Der Schluss des Predigttextes erinnert uns als Hörerinnen und Hörer freilich daran, dass die Nachfolge – trotz aller schönen Bilder und Assoziationen – kein Sonntagmorgen-Spaziergang ist. Das eigene Leben lieben – das eigene Leben hassen: zwischen diesen schroffen Alternativen sieht Jesus den Weg der Nachfolge. Diese schroffen Gegenüberstellungen finden sich oft bei Johannes. Wir denken an den Prolog zu seinem Evangelium: Licht und Finsternis sind dort die Alternativen. In den Erzähltexten hören wir ebenfalls oft von den klaren Alternativen: Schon im Evangelium wird von den Reaktionen der damaligen Hörerinnen und Hörer berichtet. Sie sagen zum Beispiel: „Das ist eine harte Rede, wer kann sie hören“ (Joh 6,60 ff) – Die Folge unter ihnen „So entstand seinetwegen Zwietracht im Volk”. Ich spüre diese Zweitracht im mir selbst. „Das eigene Leben lieben – das eigene Leben hassen“ – Wo verläuft mein Weg, Pfad meiner Nachfolge? Im Licht, im Dunkel, oder eher in einem Dämmerlicht zwischen Licht und Dunkel?

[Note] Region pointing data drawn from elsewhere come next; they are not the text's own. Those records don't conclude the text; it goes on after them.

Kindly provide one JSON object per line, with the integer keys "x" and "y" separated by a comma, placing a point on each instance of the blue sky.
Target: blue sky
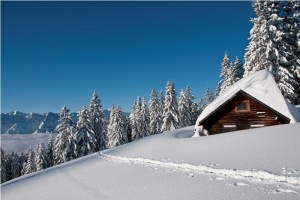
{"x": 57, "y": 53}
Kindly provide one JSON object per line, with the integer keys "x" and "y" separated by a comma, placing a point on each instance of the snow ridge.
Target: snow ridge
{"x": 258, "y": 176}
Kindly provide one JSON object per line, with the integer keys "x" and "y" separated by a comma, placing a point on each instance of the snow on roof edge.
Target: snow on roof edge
{"x": 260, "y": 85}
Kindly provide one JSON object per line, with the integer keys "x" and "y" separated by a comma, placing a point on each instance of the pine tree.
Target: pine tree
{"x": 262, "y": 50}
{"x": 49, "y": 152}
{"x": 185, "y": 115}
{"x": 23, "y": 160}
{"x": 3, "y": 167}
{"x": 8, "y": 167}
{"x": 155, "y": 113}
{"x": 289, "y": 70}
{"x": 193, "y": 107}
{"x": 135, "y": 119}
{"x": 85, "y": 138}
{"x": 170, "y": 116}
{"x": 238, "y": 69}
{"x": 30, "y": 165}
{"x": 117, "y": 128}
{"x": 208, "y": 97}
{"x": 273, "y": 44}
{"x": 98, "y": 121}
{"x": 218, "y": 89}
{"x": 145, "y": 119}
{"x": 226, "y": 75}
{"x": 64, "y": 144}
{"x": 40, "y": 157}
{"x": 201, "y": 105}
{"x": 16, "y": 166}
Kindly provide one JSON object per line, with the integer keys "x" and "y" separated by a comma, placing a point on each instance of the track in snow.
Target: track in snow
{"x": 257, "y": 176}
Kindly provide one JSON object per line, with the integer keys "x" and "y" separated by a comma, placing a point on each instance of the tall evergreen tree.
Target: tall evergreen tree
{"x": 98, "y": 121}
{"x": 30, "y": 165}
{"x": 16, "y": 166}
{"x": 135, "y": 119}
{"x": 145, "y": 119}
{"x": 262, "y": 49}
{"x": 170, "y": 116}
{"x": 64, "y": 149}
{"x": 273, "y": 44}
{"x": 192, "y": 106}
{"x": 8, "y": 167}
{"x": 208, "y": 97}
{"x": 226, "y": 75}
{"x": 40, "y": 157}
{"x": 238, "y": 69}
{"x": 117, "y": 128}
{"x": 289, "y": 68}
{"x": 49, "y": 152}
{"x": 161, "y": 106}
{"x": 155, "y": 113}
{"x": 185, "y": 115}
{"x": 85, "y": 138}
{"x": 3, "y": 167}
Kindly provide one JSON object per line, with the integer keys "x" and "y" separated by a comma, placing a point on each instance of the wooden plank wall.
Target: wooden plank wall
{"x": 243, "y": 119}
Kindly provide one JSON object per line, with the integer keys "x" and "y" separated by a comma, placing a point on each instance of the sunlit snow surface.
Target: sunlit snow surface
{"x": 261, "y": 163}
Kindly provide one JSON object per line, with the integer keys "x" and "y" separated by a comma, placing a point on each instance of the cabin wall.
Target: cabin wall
{"x": 226, "y": 117}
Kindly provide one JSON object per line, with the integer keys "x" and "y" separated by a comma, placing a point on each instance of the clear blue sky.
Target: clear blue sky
{"x": 57, "y": 53}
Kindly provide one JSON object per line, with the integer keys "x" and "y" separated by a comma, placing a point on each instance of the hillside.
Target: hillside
{"x": 251, "y": 164}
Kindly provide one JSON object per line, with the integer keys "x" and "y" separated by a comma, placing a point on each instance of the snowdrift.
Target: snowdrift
{"x": 251, "y": 164}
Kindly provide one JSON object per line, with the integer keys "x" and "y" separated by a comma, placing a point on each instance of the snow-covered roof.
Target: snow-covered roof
{"x": 260, "y": 85}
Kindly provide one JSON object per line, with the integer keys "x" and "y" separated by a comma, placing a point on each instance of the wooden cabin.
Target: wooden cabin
{"x": 242, "y": 112}
{"x": 253, "y": 102}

Ich werfe zur Beantwortung der Frage nach einer gelingenden Nachfolge einen Blick auf Hermann Maas, die Person, der wir diese Tagung widmen. Manches, was Jesus im Predigttext fordert, sehe ich bei H. Maas erfüllt: Er hat sein Weizenkorn ausgesät, etwas riskiert, ohne zu wissen, was daraus erwächst: Verachtung, Beschimpfung und KZ hat er auf sich genommen. Seine Freundschaft und Hilfebereitschaft gegenüber den Heidelberger Juden hat ihm den Titel „ein stadtbekannter Judenfreund“ eingebracht? Er hat die Missbilligung seiner Kirchenleitung in Kauf genommen, als er den Reichspräsident Ebert – obwohl aus der Kirche ausgetreten – beerdigt. Er war Mitglied bei den Freimaurern, was ihn suspekt machte. Nicht aus Sympathie für das Exotische, sondern als Zeichen der Solidarität mit Menschen, die der Kirche fern standen, aber nicht als antireligiös verstanden werden wollten. Und welche Früchte sind aus diesem Weizenkorn gewachsen? Er hat jüdischen Mitbürgern das Leben gerettet. Der Schimpfname „stadtbekannter Judenfreund“ ist zu einem Ehrentitel geworden. Brückenbauer zwischen Deutschland und Israel Name/Baum im „Hain der Gerechten“ in Yad Vashem. Nicht darauf aus, seinen Ruf zu retten oder aufzupolieren. Hätte er eine große kirchliche Karriere angestrebt, hätte er leiser und stromlinienförmiger auftraten müssen. Ich glaube, Jesus hat seine Freude an ihm gehabt. Dem Menschen, der dem Vorbild Weizenkorn folgt und sich selbst riskiert, um an seinem Ort Frucht zu bringen. Mir hilft sein Beispiel auf jeden Fall, die Suche nach gelingender Nachfolge nicht zu schnell im grauen Niemandsland zu beenden.
Es waren die Griechen, die Distanzierten, die noch auf dem Weg zu Jesus waren, die den Gottessohn zu diesen Sätzen brachten. Die Worte des Predigttextes haben auch mich erreicht; ich fühle mich wohl in der Gruppe dieser Griechen, die Jesus gerne sehen wollten. Ich fühle mich wohl in dieser Gemeinschaft der Jesussucher und danke ihnen für das, was sie Jesus entlockt haben.
(Predigt im Rahmen der GEE-Tagung in Ottenhöfen)
Für Teilnehmer (Lehrer und Lehrerinnen) sicher interessante Predigt. Schon wegen H. Maaß – der nicht Bischof, aber immerhin Prälat wurde. Schön, dass der Prediger von sich sprach. Wie aber wird die Nachfolge für Lehrer / Lehrerinnen aussehen?